FIG. 2 is a schematic overview of the preferred system framework of the present invention. The server system 20 includes a resource manager 32 to receive a job request from a user application. The resource manager also keeps track of the number of resources available such as the number of computer nodes, the computational processing power and storage capacity associated with each of the computer nodes. The computational processing power is determined by the number of CPUs and GPUs in the computer processor nodes (discussed further below).
Server system 20 also includes a task scheduler module 34 that uses instruction input to it to assign resources for a given job, to split the job into subtasks, and send this information to direct the one or more computer nodes that work on the subtasks. The computer processor nodes actually perform the subtask and include a master node 36 and at least one slave node 38 a. One or more additional slave nodes 38 b may be provided in communication with the master node. Master node 36 handles communication with and between the nodes 38 a, 38 b, and with and client application 30. The slave nodes may also communicate with each other. Each node 36, 38 a, 38 b includes an algorithm module that runs on the node to perform a subtask. Preferably, each processor node also has access to its own RAM, as described in connection with node units 28 a-28 f (FIG. 1), as well as access to one or more storage devices. The master node is able to collect the result of the subtasks run on it and the additional slave nodes, combine the results together, and deliver the accumulated result to client application 30 and the user. A slave node may also collect the result of the subtasks run on it and one or more additional slave nodes, to combine these results together, and deliver the accumulated result to the master node, or another slave node, for further combination. Alternatively, each slave node can also send the results of the subtasks run on it directly to the application 30.)
The algorithm module on each node is a custom module that employs so-called plug-and-play software instructions written or otherwise provided by the application program. How an application solves a particular problem is dependent on the particular application, and the application writer is responsible for writing the instructions for determining how a problem is solved. The system framework of the present invention accept such custom software to create a processing thread to permit each of the multiple CPUs and/or GPUs in the system to perform a portion of the task, or sub-task, in parallel. To take advantage of GPUs available on the system, the algorithm module should provide a graphics routine written to run on the GPU, as well as the data to be processed registered into the GPU memory.

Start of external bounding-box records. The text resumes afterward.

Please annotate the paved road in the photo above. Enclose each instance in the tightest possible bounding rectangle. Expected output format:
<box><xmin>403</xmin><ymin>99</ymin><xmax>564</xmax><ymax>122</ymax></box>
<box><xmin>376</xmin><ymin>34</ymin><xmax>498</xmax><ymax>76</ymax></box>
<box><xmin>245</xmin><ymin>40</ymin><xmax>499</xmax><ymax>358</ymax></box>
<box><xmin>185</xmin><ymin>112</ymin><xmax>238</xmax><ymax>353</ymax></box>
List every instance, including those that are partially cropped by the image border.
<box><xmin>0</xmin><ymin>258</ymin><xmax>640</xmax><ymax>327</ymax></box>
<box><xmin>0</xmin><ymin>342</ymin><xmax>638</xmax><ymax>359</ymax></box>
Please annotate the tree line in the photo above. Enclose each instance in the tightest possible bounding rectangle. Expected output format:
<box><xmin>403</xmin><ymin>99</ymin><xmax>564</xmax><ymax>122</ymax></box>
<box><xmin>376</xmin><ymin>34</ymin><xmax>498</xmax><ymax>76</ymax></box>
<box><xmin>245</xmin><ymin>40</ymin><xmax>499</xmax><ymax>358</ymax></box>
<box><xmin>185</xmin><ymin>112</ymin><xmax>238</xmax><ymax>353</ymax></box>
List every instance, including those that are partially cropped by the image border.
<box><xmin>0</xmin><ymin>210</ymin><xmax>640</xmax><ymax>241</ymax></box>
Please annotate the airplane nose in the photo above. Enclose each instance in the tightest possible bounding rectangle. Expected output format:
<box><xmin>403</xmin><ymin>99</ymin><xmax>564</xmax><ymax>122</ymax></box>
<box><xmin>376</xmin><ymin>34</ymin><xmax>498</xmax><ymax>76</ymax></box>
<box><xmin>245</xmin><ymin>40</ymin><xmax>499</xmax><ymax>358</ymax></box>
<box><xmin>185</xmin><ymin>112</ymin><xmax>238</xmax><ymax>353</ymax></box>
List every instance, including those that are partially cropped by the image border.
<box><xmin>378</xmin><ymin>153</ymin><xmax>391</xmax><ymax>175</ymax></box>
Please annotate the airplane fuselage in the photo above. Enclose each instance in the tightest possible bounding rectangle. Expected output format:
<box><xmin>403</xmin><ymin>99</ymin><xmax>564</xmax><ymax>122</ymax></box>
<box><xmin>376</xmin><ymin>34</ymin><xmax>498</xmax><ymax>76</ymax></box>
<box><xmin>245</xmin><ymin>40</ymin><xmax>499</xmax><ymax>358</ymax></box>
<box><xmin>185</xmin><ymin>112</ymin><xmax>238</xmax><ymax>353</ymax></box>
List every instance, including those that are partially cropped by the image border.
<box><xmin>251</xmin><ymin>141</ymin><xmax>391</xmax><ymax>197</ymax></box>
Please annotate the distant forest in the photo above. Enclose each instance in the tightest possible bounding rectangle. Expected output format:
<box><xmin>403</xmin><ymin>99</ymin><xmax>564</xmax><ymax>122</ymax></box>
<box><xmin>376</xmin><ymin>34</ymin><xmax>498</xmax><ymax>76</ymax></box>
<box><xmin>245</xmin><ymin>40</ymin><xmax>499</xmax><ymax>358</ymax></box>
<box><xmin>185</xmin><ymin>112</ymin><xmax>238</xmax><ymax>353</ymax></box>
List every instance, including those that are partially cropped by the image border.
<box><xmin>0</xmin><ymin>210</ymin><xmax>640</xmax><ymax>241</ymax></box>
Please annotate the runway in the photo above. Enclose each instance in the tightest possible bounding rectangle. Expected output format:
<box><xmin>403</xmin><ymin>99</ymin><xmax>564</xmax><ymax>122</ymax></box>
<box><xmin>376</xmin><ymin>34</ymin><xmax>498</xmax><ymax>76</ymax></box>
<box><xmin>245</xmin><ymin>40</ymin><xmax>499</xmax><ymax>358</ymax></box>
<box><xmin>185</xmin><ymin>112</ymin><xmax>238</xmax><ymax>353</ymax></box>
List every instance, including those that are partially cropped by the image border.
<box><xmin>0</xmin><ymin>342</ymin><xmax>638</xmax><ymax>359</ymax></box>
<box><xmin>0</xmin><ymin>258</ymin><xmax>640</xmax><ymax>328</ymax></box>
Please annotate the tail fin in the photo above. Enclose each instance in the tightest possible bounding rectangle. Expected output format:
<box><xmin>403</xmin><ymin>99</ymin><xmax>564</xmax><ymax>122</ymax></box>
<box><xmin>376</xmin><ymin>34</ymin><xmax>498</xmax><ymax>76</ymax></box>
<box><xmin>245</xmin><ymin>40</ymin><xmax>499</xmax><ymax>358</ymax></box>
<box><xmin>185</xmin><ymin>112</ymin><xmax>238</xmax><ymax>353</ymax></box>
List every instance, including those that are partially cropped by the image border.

Initially, a user provides with an application program 30: 1) the dataset to be processed, 2) a task scheduler with instructions regarding how the task of processing the dataset is to be performed by the application is to be split into the subtasks among a plurality of processor nodes, 3) an algorithm module to perform the sub-task for each of the nodes and 4) instructions as to how to combine sub-tasks and algorithm results at the end.
In running the client application program, the client sends a job request to the resource manager 32, which then contacts the task scheduler 34 with this information. The task scheduler 34, using its input instructions which are supplied by the application, calculates the number of processor nodes the application will need for this job request, and then reserves the required number of nodes. It also splits up the job into sub-tasks for each reserved nodes (master and slave), and sends this information and the algorithm module name directly to the corresponding node. Resource manager 32 returns the address of a single computer, master processor node 36, with which the application 30 is to communicate. The application 30 is then able to contact master node 36 or slave nodes 38 a, 38 b directly.
The method by which system 20 resources are allocated is dependent on the application instructions. The task-splitting instructions are provided in the task scheduler module 34, which is a part of the application input. It splits the job into smaller tasks that are to be assigned to computer nodes in the system, depending on the resources available. Once task scheduler module 34 has determined the resources it needs and the application program computational task is subdivided into sub-tasks for each of the computer nodes, it communicates this to the master node 36, slave nodes 38 a, 38 b and other computers needed to perform the task. Such communication is performed by a communication software utility program residing in the system using, for example, http or preferably https protocols for security. Compression and frame to frame coherence may be used to reduce the size of data transmission for more responsiveness.
When splitting the task, each computer node is also assigned the subset of the data it will process, in accordance with the instruction from the application program. This subset of data is preferably loaded from storage device 42 into one or more random access memory located adjacent to, and more preferably for the exclusive use of, the central processing unit and/or co-processor of each processor node. Alternatively, the data subset location on one or more common storage devices 42 is provided to the particular computer processor node that will use the data subset, which then accesses and copies the data subset from the common storage device 42 to the adjacent random access memory.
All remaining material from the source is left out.